München/Salzburg - Die Geigerin Anne-Sophie Mutter hat keine Berührungsängste. Sie beschäftigt sich seit langer Zeit intensiv mit zeitgenössischer Musik, tritt in angesagten Berliner Szeneclubs auf und scheut auch Crossover nicht, also die Grenzüberschreitung von der Klassik hin zur Unterhaltungsmusik. In ihrer neuen CD «Across the Stars», herausgebracht vom Label Deutsche Grammophon, wagt sie sich an Filmmusik.
Dafür hat ihr John Williams (87), einer der renommiertesten lebenden Filmmusikkomponisten, die Melodien aus Filmklassikern wie «Star Wars», «Harry Potter» und «Schindlers Liste» auf den Leib geschrieben. Bei der Aufnahme in den Studios von Culver City, Kalifornien, wo auch «Doktor Schiwago» vertont wurde, begleitete Williams die 56 Jahre alte Stargeigerin selbst am Pult des «Recording Arts Orchestra of Los Angeles».
Die CD vereint ein Dutzend in Klang, Tempo und Gestus sehr unterschiedliche Stücke aus einigen der bedeutendsten Werke von Williams, darunter Themen aus Star Wars-Episoden, aus einem Harry Potter-Soundtrack, aus «Dracula» und «Die Geisha». Der vielfach Oskar prämierte Komponist hat die ausgewählten Takes eigens für Mutters Stradivari adaptiert. «Das sind keine bloßen Arrangements, sondern eigene, in sich geschlossene Stücke», sagte die Geigenvirtuosin bei der Vorstellung der CD am Rande der Salzburger Festspiele.
Wenn man vorurteilsfrei in die Aufnahme hineinhört, glaubt man bei manchen Stücken tatsächlich an eine zeitgenössische «ernste» Komposition. So erinnert «Hedwig's Theme» aus «Harry Potter und der Stein der Weisen» frappierend an ein Violinkonzert von Sergej Prokofjew, wobei der russische Komponist selbst Filmmusiken komponiert hatte. Bemerkenswert ist auch das «Sayuri's Theme» aus «Die Geisha».
Andere Stücke, vor allem die vier Themen aus dem Weltraumepos lassen ihre Herkunft aus der Filmmusik stärker spüren, was kein Makel ist. «Filmmusik ist die Musik unserer Zeit, das ist zeitgenössische Musik und Williams ein großer zeitgenössischer Komponist», sagte Mutter. Der US-Amerikaner hat die Stücke so bearbeitet, dass die Geigenstimme immer klar die Führungsrolle übernimmt und sich das Orchester eher im Hintergrund hält.
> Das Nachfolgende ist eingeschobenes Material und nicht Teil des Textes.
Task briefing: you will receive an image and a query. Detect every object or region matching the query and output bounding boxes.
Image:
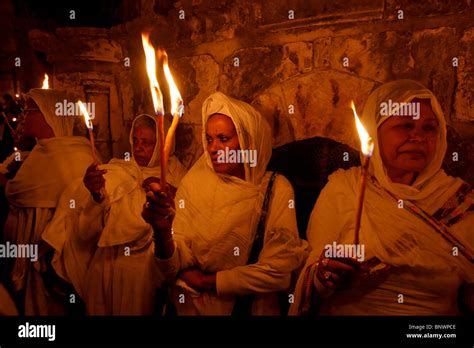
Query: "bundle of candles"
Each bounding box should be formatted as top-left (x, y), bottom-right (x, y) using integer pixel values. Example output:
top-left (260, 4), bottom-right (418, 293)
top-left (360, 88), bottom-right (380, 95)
top-left (142, 33), bottom-right (184, 190)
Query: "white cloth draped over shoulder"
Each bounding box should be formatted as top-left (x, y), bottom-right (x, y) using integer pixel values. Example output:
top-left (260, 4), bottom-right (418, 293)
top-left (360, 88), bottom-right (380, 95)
top-left (290, 80), bottom-right (474, 315)
top-left (5, 89), bottom-right (92, 315)
top-left (158, 92), bottom-right (306, 315)
top-left (43, 115), bottom-right (186, 315)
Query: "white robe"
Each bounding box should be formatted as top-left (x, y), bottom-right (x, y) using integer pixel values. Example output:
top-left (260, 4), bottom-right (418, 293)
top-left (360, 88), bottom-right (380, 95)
top-left (158, 93), bottom-right (306, 315)
top-left (43, 115), bottom-right (185, 315)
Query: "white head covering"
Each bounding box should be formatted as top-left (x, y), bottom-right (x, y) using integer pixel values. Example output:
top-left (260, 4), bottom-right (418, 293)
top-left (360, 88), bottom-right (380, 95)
top-left (27, 88), bottom-right (76, 137)
top-left (202, 92), bottom-right (272, 185)
top-left (362, 80), bottom-right (458, 201)
top-left (129, 114), bottom-right (160, 168)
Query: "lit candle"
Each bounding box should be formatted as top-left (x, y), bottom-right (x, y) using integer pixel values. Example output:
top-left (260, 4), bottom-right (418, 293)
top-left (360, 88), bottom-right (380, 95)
top-left (77, 100), bottom-right (97, 163)
top-left (142, 33), bottom-right (184, 190)
top-left (351, 102), bottom-right (374, 244)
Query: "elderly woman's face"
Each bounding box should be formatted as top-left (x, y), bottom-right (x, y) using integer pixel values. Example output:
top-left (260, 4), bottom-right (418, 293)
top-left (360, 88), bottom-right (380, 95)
top-left (206, 114), bottom-right (245, 179)
top-left (378, 99), bottom-right (439, 180)
top-left (133, 127), bottom-right (156, 167)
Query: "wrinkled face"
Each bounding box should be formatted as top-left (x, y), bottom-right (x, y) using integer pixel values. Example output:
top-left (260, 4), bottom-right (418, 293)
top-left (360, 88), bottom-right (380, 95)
top-left (206, 114), bottom-right (244, 177)
top-left (19, 99), bottom-right (54, 139)
top-left (133, 126), bottom-right (156, 167)
top-left (378, 99), bottom-right (439, 177)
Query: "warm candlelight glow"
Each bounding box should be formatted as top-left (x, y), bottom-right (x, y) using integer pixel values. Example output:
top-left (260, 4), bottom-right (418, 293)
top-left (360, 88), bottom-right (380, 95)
top-left (142, 33), bottom-right (164, 115)
top-left (77, 100), bottom-right (93, 129)
top-left (163, 49), bottom-right (184, 117)
top-left (351, 101), bottom-right (374, 157)
top-left (41, 74), bottom-right (49, 89)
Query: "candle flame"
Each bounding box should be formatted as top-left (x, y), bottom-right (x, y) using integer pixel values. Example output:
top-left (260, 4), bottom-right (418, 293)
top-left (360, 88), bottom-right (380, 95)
top-left (142, 33), bottom-right (163, 115)
top-left (351, 101), bottom-right (374, 157)
top-left (41, 74), bottom-right (49, 89)
top-left (158, 49), bottom-right (184, 117)
top-left (77, 100), bottom-right (93, 130)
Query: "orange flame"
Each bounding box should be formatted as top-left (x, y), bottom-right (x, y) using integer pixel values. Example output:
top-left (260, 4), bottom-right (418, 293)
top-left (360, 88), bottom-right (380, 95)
top-left (77, 100), bottom-right (93, 129)
top-left (41, 74), bottom-right (49, 89)
top-left (351, 101), bottom-right (374, 157)
top-left (163, 50), bottom-right (184, 117)
top-left (142, 33), bottom-right (164, 115)
top-left (142, 33), bottom-right (183, 116)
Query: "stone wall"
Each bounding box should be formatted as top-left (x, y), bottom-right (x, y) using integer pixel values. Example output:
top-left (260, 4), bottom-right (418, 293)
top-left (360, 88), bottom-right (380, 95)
top-left (7, 0), bottom-right (474, 183)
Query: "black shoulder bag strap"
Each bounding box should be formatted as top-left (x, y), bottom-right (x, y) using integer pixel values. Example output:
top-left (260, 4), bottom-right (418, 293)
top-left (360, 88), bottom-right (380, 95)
top-left (232, 172), bottom-right (277, 316)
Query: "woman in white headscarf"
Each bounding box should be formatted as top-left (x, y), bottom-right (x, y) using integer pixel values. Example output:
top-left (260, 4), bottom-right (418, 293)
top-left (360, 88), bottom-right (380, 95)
top-left (290, 80), bottom-right (474, 315)
top-left (43, 114), bottom-right (186, 315)
top-left (143, 92), bottom-right (306, 315)
top-left (5, 89), bottom-right (96, 315)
Dass Mutter die Kompositionen des großen Filmkomponisten ernst nimmt, hört man der Aufnahme an. Billige Schluchzer und andere Tränendrüsen-Effekte würden der stilsicheren Interpretin niemals passieren. Zugute kommt ihrer Williams-Interpretation wohl auch, dass sie Filmfan ist. Schon als Teenager im Schwarzwald sah sie «Star Wars» im Kino. «Es hat mir den Atem verschlagen», erinnerte sie sich. «Natürlich die visuellen Effekte - aber auch die Musik. Wie John Williams es geschafft hat, schon in diesem Film die Samen zu pflanzen für jeden einzelnen der Charaktere ist unglaublich - so konnte er die Geschichte auch musikalisch immer wieder weiterschreiben und verjüngen.»
Das letzte Stück von Mutters neuer CD stammt aus Steven Spielbergs Holocaust-Drama «Schindlers Liste». Es ist das einzige echte Geigensolostück in Williams Filmmusik-Schaffen. «Ich wollte es natürlich auch dabei haben», sagte Mutter, die am 14. September das Williams-Programm auf dem Münchner Königsplatz aufführen wird.
- Das Album «Across the Stars» erscheint am 30. August bei Deutsche Grammophon.